Research by Dr. Lazarus and Dr. Robbins has focused heavily on lingual strengthening.  Many of these research articles have proven to us that lingual strengthening using resistance such as an IOPI does increase not only tongue strength and at times, tongue mass, but also improves the overall swallow.  This same research has also shown us that using a tongue depressor is just as effective as a more expensive device.

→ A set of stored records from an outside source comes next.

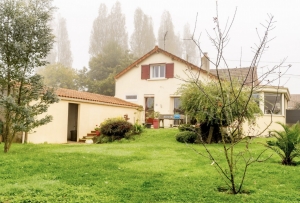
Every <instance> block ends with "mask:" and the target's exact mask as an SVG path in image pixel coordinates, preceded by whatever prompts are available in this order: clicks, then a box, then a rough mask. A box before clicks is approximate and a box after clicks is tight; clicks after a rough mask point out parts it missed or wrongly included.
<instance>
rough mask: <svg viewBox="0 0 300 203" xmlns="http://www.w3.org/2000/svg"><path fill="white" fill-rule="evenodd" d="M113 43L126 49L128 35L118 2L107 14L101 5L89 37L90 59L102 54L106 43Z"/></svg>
mask: <svg viewBox="0 0 300 203" xmlns="http://www.w3.org/2000/svg"><path fill="white" fill-rule="evenodd" d="M111 42H115V43H117V44H118V45H119V46H120V47H121V48H122V49H123V50H127V49H128V34H127V31H126V22H125V15H124V14H123V13H122V8H121V4H120V2H116V3H115V4H114V5H113V7H112V8H111V11H110V13H107V7H106V5H105V4H101V5H100V8H99V11H98V17H97V18H96V19H95V20H94V23H93V28H92V31H91V37H90V49H89V53H90V55H91V56H92V57H96V56H97V55H98V54H102V53H103V52H104V51H103V48H104V47H105V46H106V44H107V43H111Z"/></svg>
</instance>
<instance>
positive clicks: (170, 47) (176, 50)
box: [157, 11, 182, 57]
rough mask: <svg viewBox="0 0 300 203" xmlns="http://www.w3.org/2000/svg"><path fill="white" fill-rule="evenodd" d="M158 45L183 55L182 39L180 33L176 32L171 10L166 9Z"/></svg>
mask: <svg viewBox="0 0 300 203" xmlns="http://www.w3.org/2000/svg"><path fill="white" fill-rule="evenodd" d="M157 41H158V46H159V47H162V48H163V49H164V50H166V51H168V52H170V53H172V54H175V55H176V56H179V57H181V54H182V50H181V41H180V37H179V35H176V34H175V31H174V24H173V22H172V17H171V14H170V13H169V11H164V12H163V14H162V16H161V20H160V26H159V29H158V35H157Z"/></svg>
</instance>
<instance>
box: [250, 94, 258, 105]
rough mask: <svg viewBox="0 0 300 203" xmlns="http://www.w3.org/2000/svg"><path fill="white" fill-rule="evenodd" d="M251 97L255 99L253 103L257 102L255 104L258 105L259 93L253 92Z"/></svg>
mask: <svg viewBox="0 0 300 203" xmlns="http://www.w3.org/2000/svg"><path fill="white" fill-rule="evenodd" d="M252 99H253V100H254V101H255V103H256V104H257V106H259V101H260V95H259V93H253V94H252Z"/></svg>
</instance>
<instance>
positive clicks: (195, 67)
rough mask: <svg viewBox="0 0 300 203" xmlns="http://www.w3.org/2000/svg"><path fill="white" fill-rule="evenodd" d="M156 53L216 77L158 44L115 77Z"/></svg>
mask: <svg viewBox="0 0 300 203" xmlns="http://www.w3.org/2000/svg"><path fill="white" fill-rule="evenodd" d="M155 53H162V54H164V55H166V56H168V57H170V58H172V60H175V61H178V62H181V63H183V64H185V65H186V66H188V67H189V68H191V69H193V70H197V71H199V70H200V72H202V73H204V74H207V75H208V76H210V77H214V78H216V77H215V75H212V74H210V73H208V72H207V71H206V70H203V69H199V67H198V66H195V65H194V64H192V63H189V62H188V61H185V60H183V59H182V58H180V57H178V56H175V55H174V54H171V53H169V52H167V51H165V50H163V49H161V48H159V47H158V46H155V47H154V49H152V50H151V51H150V52H148V53H147V54H145V55H144V56H142V57H141V58H139V59H138V60H136V61H135V62H133V63H132V64H131V65H129V66H128V67H127V68H125V69H124V70H123V71H121V72H120V73H118V74H117V75H116V76H115V79H118V78H119V77H121V76H122V75H124V74H125V73H127V72H128V71H129V70H131V69H132V68H134V67H136V66H137V65H139V64H140V63H141V62H143V61H144V60H146V59H147V58H149V57H150V56H152V55H153V54H155Z"/></svg>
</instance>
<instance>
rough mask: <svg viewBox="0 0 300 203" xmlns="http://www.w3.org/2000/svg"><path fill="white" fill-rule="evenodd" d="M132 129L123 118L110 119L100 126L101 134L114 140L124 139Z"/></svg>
mask: <svg viewBox="0 0 300 203" xmlns="http://www.w3.org/2000/svg"><path fill="white" fill-rule="evenodd" d="M131 129H132V124H131V123H129V122H128V121H125V120H124V119H123V118H109V119H107V120H106V121H104V122H103V123H101V126H100V131H101V134H103V135H105V136H110V137H112V140H115V139H122V138H124V136H125V134H126V133H127V132H129V131H130V130H131Z"/></svg>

 The nice thing about these more expensive devices, such as the Iowa Oral Performance Instrument, or IOPI is that they allow visual representation of strength, but also allows you to visually set a goal for your patient.  The IOPI is a box that is attached to a tongue bulb.  The bulb is pushed between the tongue and the palate, the cheeks and the teeth or the lips and the teeth.   It gives you a visual line showing the amount of effort exerted with a number representation.  This not only allows you to track where the patient functions during that session, giving you measurable outcomes to report to insurance, but it also allows you to set a goal for your patient to try to beat.

 Dr. Robbins created a device similar to the IOPI called the Madison Oral Strength Trainer (MOST).  This device has a 5 point piece that fits on the palate with 5 pressure sensors to measure lingual strength with your patient.  This device will cost you nearly $2000.   The MOST is connected to a laptop to track progress and strength of your patient.

 The creator of TheraSip, those wonderful micro resistant straws I recently blogged about, has created a device called the Tongue Press.  It does not have a fancy computer with it to track or collect data regarding your patient’s strength or progress.  This is a very simple device with 2 clear plastic tubes which can be filled with water, with a red level in the top tube with bulbs on both ends.  After the device is set per instructions (included with the device) the patient puts the tongue bulb between the tongue/palate, lips/teeth or cheek/teeth and squeezes.  Strength can be measured by movement of the red level.  The nice part of this device…..it costs a mere $20.

 While the computers are always nice to have and very functional, if you don’t have $1000-$2000 to spend on a device, you can always use tongue depressors for lingual strengthening or the new Tongue Press.

 The main thing we need to remember is to utilize evidence based practice in our therapy.  There is plenty of evidence base regarding lingual strengthening that we can incorporate into our therapy.

 Lazarus, C. Logemann, J.A., Huang, C.F. and Rademaker, A.W. (2003).  Effects of two types of tongue strengthening exercises in young normals.  Folia Phoniatrica et Logopaedica, 55, 199-205.

 Robbins, J.A., Gangnon, R.F., Theis, S.M., Kays, S.A., Hewitt, A.L., and Hind, J.A. (2005).  The effects of lingual exercise on swallowing in older adults.  Journal of the American Geriatric Society, 53, 1483-1489.

 Robbins, J.A. (2003, March).  Oral strengthening and swallowing outcomes.  Perspectives on Swallowing and Swallowing Disorders, 12, 16-19.